# Yeast nutrient benefit



## Happyrock (15/2/13)

Hey everyone, 

I am about to start brewing extract and specialty grain beers and I am just wondering if they will benefit from some yeast nutrient? Does the yeast nutrient just help the yeast to get established faster? Any other reasons to add it? At what stage in the process do you add it and how much for a 23 litre brew? 

Cheers


----------



## JDW81 (15/2/13)

Every beer (even kits, if doing a small hop boil/spec grain addition) benefits from yeast nutrient.

I generally use about 1/4 of a tsp for a 20-25L brew (check the container, it should have dosage rates). I chuck it in about 15 minutes before my boil finishes.

If you're going with extract I presume you're going to be doing a boil of some volume, so chuck it in towards the end (again, check the manufacturers recommendations) and you'll be sweet.

As far as what the nutrient does, it gives the yeast a bunch of essentials they need to kick off a really healthy ferment. I guess it is kind of like yeast multivitamin.


----------



## Happyrock (15/2/13)

Thanks. That helps a lot. Ill add a 1/4 teaspoon at the end of my boil.


----------



## JDW81 (15/2/13)

Happyrock said:


> Thanks. That helps a lot. Ill add a 1/4 teaspoon at the end of my boil.


Are you using the Wyeast nutrient?

I just checked my tube and it is a 1/2 tsp for a 5 gallon batch (about 19L). 1/4 was off the top of my head. I use the recommended dose.

JD


----------



## Bribie G (15/2/13)

Be careful, there's nutrient and nutrient. Your local home brew shop might sell you Di-ammonium Phosphate, that looks like sugar. This is basically superphosphate for yeast and is more used by wine makers and mead makers AFAIK.
The better one for beer is the light brown powdery one that contains a mix of minerals etc.


----------



## Happyrock (15/2/13)

Thanks Bribie its nutrient that I got from Brewers Choice at Enogerra quite a while ago. It sounds like what you're describing. I realised its probably 3 or 4 years old though. I was just checking out some new stuff on the craftbrewer website. Might just ditch the old stuff and get some fresh from craftbrewer. Cant see my LHBS having any.


----------



## Nick JD (15/2/13)

If you've ever fed a sad looking, yellowish potted plant with some plant food containing NPK and other lesser goodies and watched it come back to life, this is what yeast nutrient does to your fungal friends.
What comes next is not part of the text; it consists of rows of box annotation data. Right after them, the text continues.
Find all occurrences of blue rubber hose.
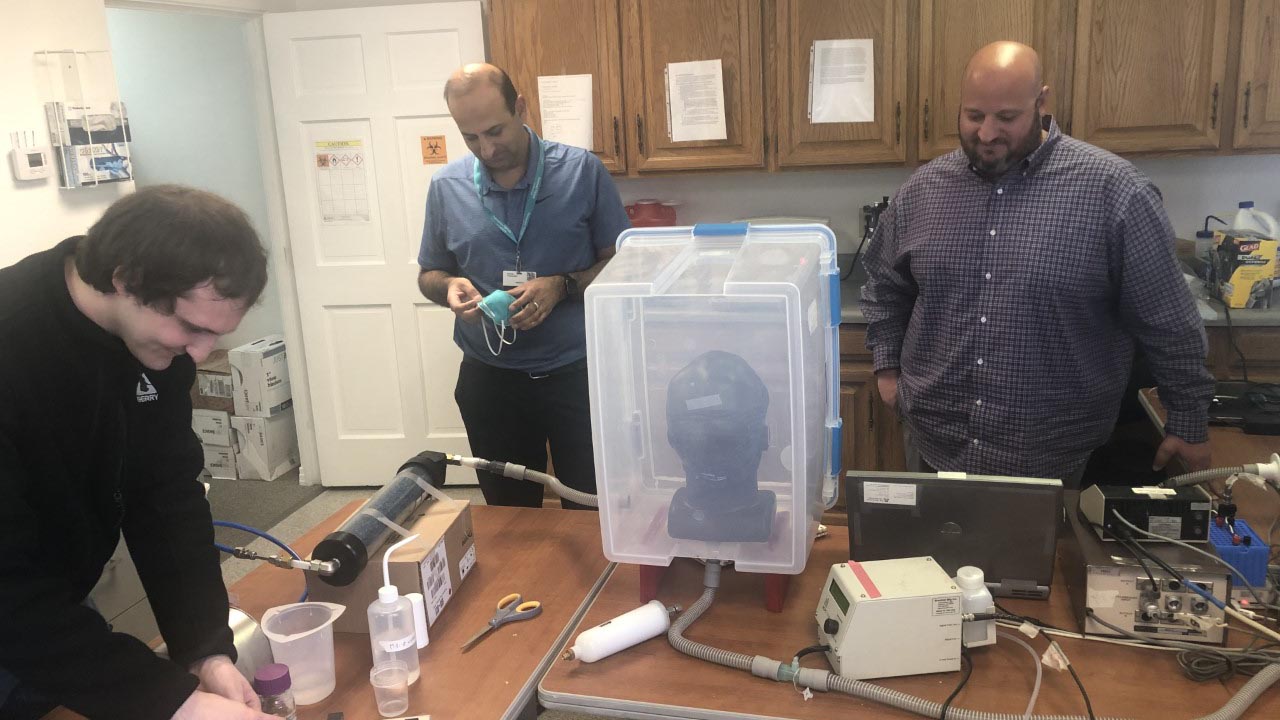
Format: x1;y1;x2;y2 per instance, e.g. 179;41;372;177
214;520;307;602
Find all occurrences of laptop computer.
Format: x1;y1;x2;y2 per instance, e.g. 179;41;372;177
845;470;1062;598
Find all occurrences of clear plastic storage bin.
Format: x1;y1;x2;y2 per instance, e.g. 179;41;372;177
586;224;840;574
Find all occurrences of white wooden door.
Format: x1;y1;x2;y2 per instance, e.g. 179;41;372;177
264;1;484;486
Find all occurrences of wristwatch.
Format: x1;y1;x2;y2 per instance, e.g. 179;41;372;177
559;273;579;297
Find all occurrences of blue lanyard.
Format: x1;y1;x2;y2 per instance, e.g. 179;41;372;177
471;132;547;256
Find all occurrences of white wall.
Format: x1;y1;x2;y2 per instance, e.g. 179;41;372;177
0;0;133;266
106;8;284;347
616;155;1280;251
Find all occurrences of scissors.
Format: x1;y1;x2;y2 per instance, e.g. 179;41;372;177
462;592;543;652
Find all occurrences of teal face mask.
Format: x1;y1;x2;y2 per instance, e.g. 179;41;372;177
477;290;516;357
480;290;516;328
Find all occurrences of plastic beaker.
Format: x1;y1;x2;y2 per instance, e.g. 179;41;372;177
369;660;408;717
262;602;346;705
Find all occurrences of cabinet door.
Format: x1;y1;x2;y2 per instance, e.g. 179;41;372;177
1071;0;1230;152
918;0;1073;160
773;0;908;167
622;0;764;172
489;0;627;173
1234;0;1280;147
836;379;878;507
867;368;906;471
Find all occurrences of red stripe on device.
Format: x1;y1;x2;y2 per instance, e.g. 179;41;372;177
849;560;879;598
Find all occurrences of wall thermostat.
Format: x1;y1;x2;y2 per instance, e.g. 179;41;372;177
9;145;54;181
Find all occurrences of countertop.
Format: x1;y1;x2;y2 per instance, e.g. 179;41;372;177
837;252;1280;327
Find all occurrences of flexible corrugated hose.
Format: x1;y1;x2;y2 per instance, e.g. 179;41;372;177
667;560;1280;720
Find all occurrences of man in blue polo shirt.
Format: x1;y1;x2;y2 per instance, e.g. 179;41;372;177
417;64;630;507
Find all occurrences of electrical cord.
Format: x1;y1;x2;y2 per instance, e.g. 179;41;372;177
1111;507;1263;603
792;644;831;660
992;601;1074;627
1084;607;1280;665
938;647;973;720
1064;655;1096;720
1120;536;1226;611
996;630;1044;719
1089;523;1160;591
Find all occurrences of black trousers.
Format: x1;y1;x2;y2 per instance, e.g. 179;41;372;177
453;359;595;510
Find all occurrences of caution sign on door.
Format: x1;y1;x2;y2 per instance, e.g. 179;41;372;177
421;135;449;165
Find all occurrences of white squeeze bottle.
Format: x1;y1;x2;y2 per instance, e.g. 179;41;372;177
955;565;996;647
369;536;419;685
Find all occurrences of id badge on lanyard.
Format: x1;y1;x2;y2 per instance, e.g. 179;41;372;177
471;133;547;287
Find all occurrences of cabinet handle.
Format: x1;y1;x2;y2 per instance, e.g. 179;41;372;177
1208;82;1217;128
1242;81;1253;127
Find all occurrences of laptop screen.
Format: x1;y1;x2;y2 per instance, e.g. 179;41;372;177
846;471;1062;594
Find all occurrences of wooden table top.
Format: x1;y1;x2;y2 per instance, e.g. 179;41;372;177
539;520;1280;720
238;505;609;720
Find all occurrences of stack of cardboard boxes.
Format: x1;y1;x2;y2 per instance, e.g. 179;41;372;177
191;334;298;480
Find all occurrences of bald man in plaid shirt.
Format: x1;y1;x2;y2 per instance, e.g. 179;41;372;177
861;42;1213;487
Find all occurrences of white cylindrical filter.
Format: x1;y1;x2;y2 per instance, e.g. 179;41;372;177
404;592;431;650
564;600;678;662
956;565;996;647
369;536;419;684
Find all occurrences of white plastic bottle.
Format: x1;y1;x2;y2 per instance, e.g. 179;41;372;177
563;600;680;662
956;565;996;647
369;536;419;685
1231;200;1280;240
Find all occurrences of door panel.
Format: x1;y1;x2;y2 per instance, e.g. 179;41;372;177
264;1;484;486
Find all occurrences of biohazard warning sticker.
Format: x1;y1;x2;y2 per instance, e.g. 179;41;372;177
421;135;449;165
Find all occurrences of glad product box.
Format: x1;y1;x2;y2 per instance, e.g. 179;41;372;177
1212;231;1277;309
227;334;293;418
191;410;232;447
232;410;298;480
191;350;236;409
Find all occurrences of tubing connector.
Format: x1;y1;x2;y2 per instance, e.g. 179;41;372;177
232;547;338;577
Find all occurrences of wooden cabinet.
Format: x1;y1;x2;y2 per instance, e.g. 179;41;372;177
918;0;1074;160
836;319;906;509
489;0;627;173
1231;0;1280;149
769;0;910;168
622;0;764;173
1204;326;1280;382
1071;0;1230;152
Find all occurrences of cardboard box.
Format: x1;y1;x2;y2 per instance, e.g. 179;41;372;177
227;334;293;418
232;410;298;480
191;350;236;409
191;410;232;447
306;500;478;634
202;445;239;480
1212;231;1276;309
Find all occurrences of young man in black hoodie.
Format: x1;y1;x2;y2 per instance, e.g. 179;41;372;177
0;186;277;720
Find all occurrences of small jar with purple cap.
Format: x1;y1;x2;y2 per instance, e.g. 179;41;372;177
253;662;298;720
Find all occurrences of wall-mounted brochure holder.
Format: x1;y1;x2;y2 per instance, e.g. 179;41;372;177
36;50;133;190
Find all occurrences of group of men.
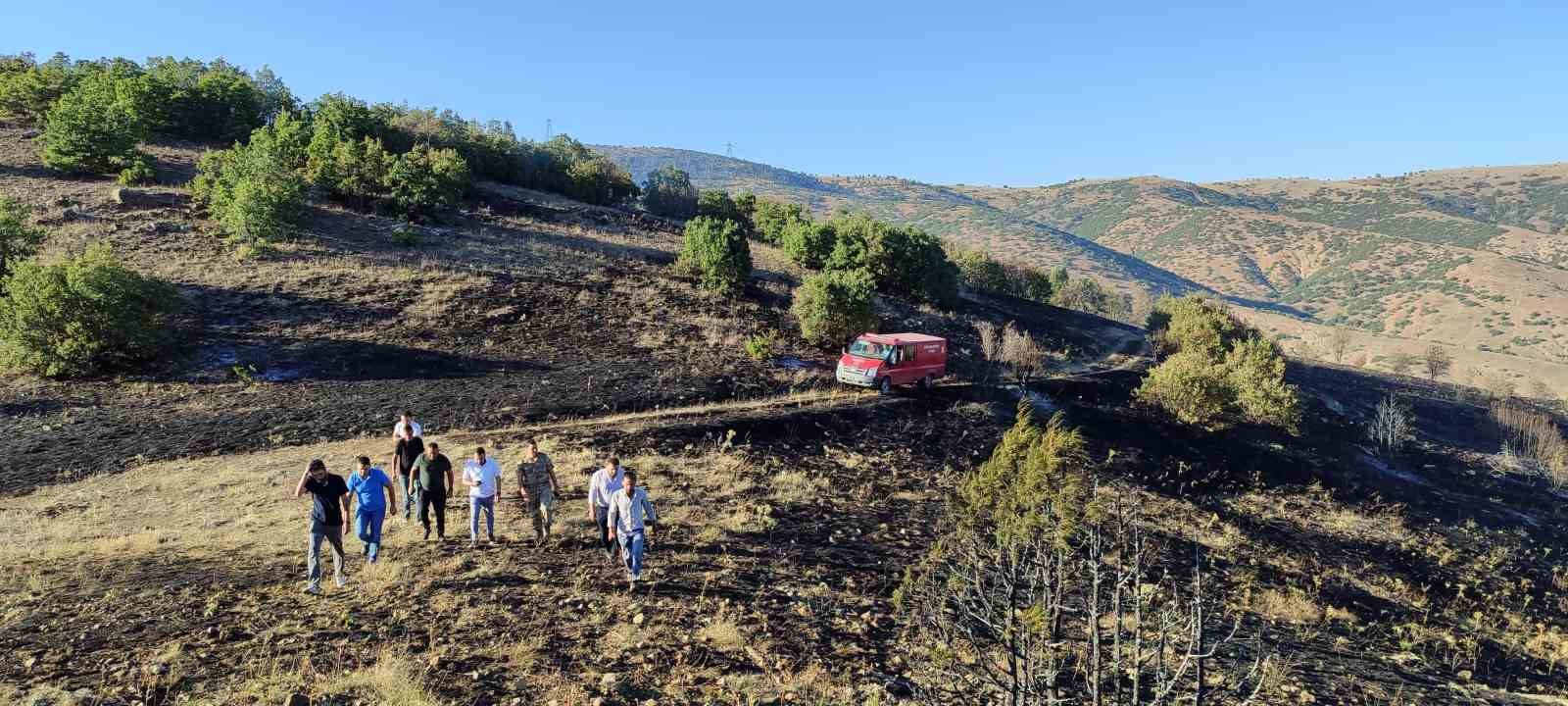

If you are a bit cheap, that baker's yeast you have in your fridge for making pizzas is better than nothing. Make damn sure you boil it though.


----------



## Black Devil Dog (15/2/13)

Can you boil up unused kit yeast and use that as nutrient?


----------



## slash22000 (15/2/13)

Black Devil Dog said:


> Can you boil up unused kit yeast and use that as nutrient?


Yep. It won't be as effective as proper yeast nutrient but better than nothing. Just make sure you boil it for 10 - 15 minutes so it's dead.


----------



## Tex083 (15/2/13)

From reading Palmer's How To Brew it is not the phosphate or minerals, though Zinc is important for cell wall production. Its the "free amino-nitrogen (FAN)" that is most important for getting yopur yeast started and to keep it going. K&K has less FAN as there is no grain or husk in the boil/ferment.

http://www.howtobrew.com/section1/chapter6-9-1.html


----------